Perhaps getting a pet together in the apartment they share would feel too much like commitment, anyway. House was only supposed to be crashing at Wilson's place temporarily but now Wilson's bought the condo, it feels more like living together than staying at a friend's. As the weeks stretch into months, they're becoming more and more domestic, cooking together, going to bed at the same time, basing their entire routine around each other. And House knows exactly what Wilson looks like when he's just showered, with his wet hair all messed up, and Wilson knows which side of the bed House sleeps on, even though they have separate rooms, and the list of little idiosyncrasies left to discover about each other is growing shorter by the day as all the domestic ones are being ticked off too now.
Perhaps something to separate them would be good. Push down the invisible disease infecting his heart.
The problem is, however, that Wilson ends up getting not one but two puppies.
"Did you forget how to count?" House asks, equal parts sarcasm and shock, as Wilson bounds through the door with two excited puppies pulling on their leashes.
Wilson grins giddily, all but literally beaming with joy. "Aren't they cute?"
"Plural," House sighs, rubbing his head. "Wilson, why have you got two puppies? To keep each other company when you're not here? To fulfil some kind of yin and yang?"
Wilson, without realising, gives House his puppy dog eyes. "I only planned to get one, but the guy showed me them both-"
"And you just couldn't resist?"
"-and said to pick one. And this one-" he points at the blond dog (a Labrador, maybe?)- "was jumping up, all eager to see me, right? And I was like huh, the dog chooses you, that sort of thing. But then I looked at the other one-" he indicates the darker one- "-sat in the corner alone, looking all sorry for himself, and I couldn't just leave him there, where no one would pick him. So, uhh. Well, I couldn't choose. So I got both."
He's smiling again, softer, unguarded, and he unclips them both from their leashes. Immediately they race over to House and jump onto him, climbing and licking, unaware that they're at dangerous risk of being mauled by this particular animal.
Wilson just laughs as House scowls. "I think they like you."
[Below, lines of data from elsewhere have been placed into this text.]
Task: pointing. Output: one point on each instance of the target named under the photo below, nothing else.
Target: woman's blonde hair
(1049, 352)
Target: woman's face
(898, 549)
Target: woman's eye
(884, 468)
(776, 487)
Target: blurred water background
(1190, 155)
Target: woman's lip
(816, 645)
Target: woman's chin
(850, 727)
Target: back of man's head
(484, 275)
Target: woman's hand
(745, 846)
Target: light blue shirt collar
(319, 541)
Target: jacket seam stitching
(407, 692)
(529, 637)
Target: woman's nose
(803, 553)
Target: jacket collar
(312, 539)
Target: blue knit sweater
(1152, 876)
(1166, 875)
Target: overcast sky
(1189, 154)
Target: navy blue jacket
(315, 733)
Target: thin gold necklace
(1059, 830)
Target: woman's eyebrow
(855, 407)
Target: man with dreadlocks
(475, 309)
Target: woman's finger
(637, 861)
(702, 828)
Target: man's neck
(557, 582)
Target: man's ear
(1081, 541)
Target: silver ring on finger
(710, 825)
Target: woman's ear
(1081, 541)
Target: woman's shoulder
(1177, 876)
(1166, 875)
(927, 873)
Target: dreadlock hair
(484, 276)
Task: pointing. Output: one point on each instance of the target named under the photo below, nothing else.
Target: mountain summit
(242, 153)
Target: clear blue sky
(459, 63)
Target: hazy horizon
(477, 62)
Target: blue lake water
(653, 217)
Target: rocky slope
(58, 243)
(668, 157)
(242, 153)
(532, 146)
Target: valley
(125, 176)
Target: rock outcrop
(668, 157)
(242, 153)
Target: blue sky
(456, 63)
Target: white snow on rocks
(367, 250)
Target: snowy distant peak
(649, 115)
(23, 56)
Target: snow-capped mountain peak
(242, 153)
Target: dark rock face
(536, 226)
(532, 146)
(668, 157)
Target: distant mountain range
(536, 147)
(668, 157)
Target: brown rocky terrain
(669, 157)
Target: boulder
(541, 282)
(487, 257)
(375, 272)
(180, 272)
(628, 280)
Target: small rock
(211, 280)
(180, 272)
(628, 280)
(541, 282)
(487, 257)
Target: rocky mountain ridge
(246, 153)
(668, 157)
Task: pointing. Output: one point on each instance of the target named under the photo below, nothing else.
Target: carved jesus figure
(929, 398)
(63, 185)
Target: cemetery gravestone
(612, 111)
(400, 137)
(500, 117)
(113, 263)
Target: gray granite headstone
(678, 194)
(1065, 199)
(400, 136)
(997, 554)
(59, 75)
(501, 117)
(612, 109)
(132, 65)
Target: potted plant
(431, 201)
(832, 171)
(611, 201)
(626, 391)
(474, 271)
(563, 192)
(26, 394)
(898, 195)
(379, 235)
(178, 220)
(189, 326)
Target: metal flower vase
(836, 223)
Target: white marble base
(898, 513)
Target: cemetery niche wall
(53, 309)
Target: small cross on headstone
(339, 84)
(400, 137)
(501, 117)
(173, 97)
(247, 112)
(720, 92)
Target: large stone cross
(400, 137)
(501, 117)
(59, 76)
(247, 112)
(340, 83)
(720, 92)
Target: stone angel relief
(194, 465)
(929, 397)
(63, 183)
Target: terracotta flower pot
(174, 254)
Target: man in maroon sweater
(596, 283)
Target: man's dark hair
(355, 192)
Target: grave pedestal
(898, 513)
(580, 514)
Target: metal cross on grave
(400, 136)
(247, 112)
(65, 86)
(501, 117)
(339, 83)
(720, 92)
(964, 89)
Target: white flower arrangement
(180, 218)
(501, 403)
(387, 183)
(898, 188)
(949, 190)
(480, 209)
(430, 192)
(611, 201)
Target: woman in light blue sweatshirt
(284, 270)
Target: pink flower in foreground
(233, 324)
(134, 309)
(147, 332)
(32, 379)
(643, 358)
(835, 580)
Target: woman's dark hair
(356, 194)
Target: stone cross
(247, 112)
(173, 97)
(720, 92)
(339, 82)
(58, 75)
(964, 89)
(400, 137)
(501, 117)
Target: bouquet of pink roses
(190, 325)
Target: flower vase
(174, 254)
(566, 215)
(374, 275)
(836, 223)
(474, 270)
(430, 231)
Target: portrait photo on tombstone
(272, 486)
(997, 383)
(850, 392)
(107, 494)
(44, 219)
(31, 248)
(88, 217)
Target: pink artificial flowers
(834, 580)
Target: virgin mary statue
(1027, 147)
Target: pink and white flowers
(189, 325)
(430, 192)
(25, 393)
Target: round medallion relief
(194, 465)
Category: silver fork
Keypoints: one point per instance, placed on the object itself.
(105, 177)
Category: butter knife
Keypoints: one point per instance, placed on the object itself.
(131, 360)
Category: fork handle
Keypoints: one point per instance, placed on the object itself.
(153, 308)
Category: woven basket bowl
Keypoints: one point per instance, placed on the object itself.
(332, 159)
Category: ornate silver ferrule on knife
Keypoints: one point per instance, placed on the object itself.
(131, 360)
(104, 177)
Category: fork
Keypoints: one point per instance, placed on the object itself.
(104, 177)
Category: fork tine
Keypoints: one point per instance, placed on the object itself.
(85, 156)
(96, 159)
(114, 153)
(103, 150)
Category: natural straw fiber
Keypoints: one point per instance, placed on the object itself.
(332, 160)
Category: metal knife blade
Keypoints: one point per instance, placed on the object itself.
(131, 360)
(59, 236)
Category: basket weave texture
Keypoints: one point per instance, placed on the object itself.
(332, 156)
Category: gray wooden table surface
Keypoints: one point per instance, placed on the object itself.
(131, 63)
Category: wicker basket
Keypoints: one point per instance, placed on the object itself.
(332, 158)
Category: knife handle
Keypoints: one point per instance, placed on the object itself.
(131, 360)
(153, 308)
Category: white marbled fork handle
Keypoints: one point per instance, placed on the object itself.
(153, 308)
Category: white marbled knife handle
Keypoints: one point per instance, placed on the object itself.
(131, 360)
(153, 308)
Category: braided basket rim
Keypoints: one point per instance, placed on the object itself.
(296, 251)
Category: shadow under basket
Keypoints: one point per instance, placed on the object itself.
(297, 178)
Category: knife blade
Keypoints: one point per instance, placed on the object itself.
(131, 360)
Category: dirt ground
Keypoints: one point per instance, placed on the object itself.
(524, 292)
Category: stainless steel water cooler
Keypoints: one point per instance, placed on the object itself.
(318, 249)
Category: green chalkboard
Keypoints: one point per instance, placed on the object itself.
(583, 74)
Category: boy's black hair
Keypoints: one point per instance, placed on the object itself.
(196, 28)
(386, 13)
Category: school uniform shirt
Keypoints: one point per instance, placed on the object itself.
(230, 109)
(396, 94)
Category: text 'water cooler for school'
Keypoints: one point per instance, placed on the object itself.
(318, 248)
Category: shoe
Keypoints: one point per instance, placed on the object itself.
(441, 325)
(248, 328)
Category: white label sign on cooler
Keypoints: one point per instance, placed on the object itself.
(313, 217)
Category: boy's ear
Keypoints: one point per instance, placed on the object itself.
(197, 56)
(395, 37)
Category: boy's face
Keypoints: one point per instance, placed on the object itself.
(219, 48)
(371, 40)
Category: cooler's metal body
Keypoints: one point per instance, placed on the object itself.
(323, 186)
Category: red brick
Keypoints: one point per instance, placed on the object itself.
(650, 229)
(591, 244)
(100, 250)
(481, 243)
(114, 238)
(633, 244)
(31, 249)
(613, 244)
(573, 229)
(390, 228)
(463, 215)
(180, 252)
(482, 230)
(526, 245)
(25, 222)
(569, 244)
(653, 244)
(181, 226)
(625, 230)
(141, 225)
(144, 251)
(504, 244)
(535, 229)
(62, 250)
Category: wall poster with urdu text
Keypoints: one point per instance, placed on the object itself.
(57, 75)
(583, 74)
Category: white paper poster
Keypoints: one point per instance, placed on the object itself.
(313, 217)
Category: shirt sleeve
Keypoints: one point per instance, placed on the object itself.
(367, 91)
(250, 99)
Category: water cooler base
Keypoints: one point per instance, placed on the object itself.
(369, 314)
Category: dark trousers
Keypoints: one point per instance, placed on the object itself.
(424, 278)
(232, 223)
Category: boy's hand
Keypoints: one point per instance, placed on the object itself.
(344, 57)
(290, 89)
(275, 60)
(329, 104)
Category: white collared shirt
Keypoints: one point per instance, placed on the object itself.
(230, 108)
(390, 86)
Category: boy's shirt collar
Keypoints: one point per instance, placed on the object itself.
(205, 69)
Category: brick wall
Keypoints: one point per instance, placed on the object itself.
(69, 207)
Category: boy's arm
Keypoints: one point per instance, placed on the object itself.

"No," House argues desperately, "they do not. And don't think this means I'm gonna help, just because you got an extra one."
Wilson tilts his head to the side and one of the puppies copies. Oh lord.
"This isn't gonna be a I have one, you have one situation. It's not gonna be that I'm one's favorite and you're the other's. We're not sharing."
"I told you, they're mine," Wilson huffs, but there's a glint in his eye that tells House he doesn't believe him. "I paid for them and all their stuff - seriously, you don't want to know how much all of this cost. I'll look after them, it's fine."
But it's not fine, because that night, House finds Wilson asleep in bed with both puppies curled up beside him, as if it were some kind of warm nest. It's such a soft scene, so insufferably tender, that House's instincts tell him to reject it, to attack, to not give in to the part of his brain telling him how cute this is.
"They're gonna piss on your bed when they wake up," House says, but Wilson is fast asleep, his snores just quiet enough not to wake the puppies.
House sighs and climbs into the other side of the bed, with the puppies laying between them. In the morning, he'll say he was just trying to teach them to piss on Wilson, or to respond to grotesque names, but really he just wants to be close to the one he loves, sickeningly sweet puppies included.